Abstract Objectives. Endothelial dysfunction caused by oxidative stress plays an important role in the development of vasospastic angina pectoris (VSAP). Glutamate causes endothelial dysfunction by generating oxidative stress, and it inhibits cystine import into endothelial cells via the cystine/glutamate antiporter (XC –), which leads to depletion of antioxidant glutathione. However, whether glutamate and cystine are implicated in the pathogenesis of VSAP remains unclear.

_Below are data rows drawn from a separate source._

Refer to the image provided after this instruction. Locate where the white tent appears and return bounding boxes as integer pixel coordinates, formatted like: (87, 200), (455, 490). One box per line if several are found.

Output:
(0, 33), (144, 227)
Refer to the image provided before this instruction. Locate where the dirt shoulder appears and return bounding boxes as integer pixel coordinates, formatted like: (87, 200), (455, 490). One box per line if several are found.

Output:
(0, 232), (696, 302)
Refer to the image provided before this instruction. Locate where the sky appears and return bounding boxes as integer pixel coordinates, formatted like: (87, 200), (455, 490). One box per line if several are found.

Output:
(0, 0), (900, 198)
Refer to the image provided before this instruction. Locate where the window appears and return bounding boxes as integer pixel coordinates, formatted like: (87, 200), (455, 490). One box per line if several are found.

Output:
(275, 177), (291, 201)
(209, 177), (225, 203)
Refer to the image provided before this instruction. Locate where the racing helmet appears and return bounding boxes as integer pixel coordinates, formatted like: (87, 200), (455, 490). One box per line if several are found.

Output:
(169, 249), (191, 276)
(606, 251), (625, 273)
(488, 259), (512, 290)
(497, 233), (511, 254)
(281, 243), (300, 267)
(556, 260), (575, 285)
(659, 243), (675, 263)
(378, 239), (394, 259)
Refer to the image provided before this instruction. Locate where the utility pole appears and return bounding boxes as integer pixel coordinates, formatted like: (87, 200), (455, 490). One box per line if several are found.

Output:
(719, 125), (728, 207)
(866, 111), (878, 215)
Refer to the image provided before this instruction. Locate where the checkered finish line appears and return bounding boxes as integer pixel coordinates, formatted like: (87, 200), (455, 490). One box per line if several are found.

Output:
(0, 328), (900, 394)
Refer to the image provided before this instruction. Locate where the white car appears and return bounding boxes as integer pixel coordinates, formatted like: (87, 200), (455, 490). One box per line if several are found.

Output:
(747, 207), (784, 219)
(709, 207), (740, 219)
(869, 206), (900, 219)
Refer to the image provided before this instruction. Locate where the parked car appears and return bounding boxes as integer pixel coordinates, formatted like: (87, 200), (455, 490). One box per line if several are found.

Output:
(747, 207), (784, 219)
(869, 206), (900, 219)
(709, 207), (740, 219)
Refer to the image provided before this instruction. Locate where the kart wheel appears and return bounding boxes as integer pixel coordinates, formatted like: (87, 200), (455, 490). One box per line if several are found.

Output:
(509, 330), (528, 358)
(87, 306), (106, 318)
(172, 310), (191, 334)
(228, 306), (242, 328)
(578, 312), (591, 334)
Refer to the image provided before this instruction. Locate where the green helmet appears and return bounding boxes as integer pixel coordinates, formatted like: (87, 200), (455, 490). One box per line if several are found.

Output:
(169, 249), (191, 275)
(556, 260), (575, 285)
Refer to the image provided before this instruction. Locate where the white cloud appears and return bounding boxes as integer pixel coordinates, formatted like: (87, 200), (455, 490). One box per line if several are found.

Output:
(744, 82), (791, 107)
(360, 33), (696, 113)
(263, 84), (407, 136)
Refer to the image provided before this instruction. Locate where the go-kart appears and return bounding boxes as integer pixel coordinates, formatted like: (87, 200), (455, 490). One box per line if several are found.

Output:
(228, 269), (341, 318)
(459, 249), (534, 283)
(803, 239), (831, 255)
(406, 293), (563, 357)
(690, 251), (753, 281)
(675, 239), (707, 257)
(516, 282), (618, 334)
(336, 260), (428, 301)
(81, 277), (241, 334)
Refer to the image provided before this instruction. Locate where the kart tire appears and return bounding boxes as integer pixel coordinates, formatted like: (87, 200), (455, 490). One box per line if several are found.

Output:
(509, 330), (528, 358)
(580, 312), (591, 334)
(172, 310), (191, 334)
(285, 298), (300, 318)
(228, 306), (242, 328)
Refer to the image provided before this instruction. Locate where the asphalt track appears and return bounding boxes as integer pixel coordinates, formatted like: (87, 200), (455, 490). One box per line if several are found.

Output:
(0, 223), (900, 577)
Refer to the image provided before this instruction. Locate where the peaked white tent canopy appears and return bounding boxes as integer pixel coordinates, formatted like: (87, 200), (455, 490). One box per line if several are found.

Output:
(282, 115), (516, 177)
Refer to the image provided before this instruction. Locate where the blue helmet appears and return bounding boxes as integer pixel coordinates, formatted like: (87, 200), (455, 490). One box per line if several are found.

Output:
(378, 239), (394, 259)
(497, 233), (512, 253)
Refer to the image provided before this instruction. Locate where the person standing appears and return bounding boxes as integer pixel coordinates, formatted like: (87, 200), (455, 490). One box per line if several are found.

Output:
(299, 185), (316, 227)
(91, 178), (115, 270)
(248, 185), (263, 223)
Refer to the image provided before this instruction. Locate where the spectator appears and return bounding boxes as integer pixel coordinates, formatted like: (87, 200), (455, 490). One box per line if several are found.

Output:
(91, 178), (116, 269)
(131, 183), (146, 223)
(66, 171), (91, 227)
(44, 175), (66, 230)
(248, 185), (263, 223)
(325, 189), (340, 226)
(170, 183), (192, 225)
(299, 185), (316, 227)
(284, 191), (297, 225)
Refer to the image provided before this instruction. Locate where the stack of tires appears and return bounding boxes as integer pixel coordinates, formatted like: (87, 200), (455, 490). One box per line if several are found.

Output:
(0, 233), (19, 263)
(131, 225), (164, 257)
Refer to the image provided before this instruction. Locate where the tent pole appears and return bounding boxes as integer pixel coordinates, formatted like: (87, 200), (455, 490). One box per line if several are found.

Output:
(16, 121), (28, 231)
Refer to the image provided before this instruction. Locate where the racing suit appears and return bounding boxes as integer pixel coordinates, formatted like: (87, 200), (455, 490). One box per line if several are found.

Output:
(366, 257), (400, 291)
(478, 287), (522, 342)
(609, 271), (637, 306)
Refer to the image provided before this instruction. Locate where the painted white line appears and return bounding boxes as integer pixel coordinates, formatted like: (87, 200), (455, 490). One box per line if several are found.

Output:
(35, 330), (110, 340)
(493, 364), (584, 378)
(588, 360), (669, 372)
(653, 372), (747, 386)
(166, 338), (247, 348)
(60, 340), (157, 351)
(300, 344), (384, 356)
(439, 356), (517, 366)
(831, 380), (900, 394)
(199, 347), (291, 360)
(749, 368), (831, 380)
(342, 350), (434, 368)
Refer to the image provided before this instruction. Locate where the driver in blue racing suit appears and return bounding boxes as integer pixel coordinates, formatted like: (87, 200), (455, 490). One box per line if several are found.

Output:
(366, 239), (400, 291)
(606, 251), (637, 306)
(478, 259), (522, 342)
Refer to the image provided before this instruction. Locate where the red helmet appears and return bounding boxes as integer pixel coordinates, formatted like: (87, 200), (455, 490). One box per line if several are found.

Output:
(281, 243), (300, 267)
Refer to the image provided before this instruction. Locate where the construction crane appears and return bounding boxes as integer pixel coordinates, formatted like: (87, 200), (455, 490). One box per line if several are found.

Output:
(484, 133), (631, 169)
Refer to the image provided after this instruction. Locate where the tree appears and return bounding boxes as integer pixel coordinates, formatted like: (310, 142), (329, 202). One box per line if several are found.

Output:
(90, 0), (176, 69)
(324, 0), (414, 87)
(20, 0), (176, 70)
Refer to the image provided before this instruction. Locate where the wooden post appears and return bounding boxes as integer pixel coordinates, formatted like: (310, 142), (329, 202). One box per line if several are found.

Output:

We investigated plasma glutamate and cystine levels, oxidative stress markers and antioxidant capacity in non-smoker patients with VSAP to determine whether glutamate and cystine are associated with the development of VSAP. We assessed 49 non-smokers assigned to groups with (n = 27) and without (n = 22) VSAP, and also measured plasma glutamate, cystine, nitrotyrosine, reactive oxygen metabolites and biological antioxidant potential. Results. Plasma glutamate and cystine values were significantly higher in the group with, than without VSAP (59.8 ± 25.7 vs. 43.5 ± 18.7 µmol/L, p = .016 and 35.3 ± 14.2 vs. 25.2 ± 9.1 µmol/L, p = .0056, respectively). Plasma glutamate and cystine values were significantly and positively associated (r = 0.32, p = .027). Levels of the oxidative stress markers nitrotyrosine and reactive oxygen metabolites, and biological antioxidant potential of as a measure of antioxidant capacity, did not significantly differ between the two groups. However, glutamate and biological antioxidant potential values were significantly and negatively associated (r = −0.3, p = .036). Conclusion. Plasma glutamate levels were increased in patients with VSAP who did not smoke, and they were positively associated with plasma cystine and negatively associated with the biological antioxidant potential levels.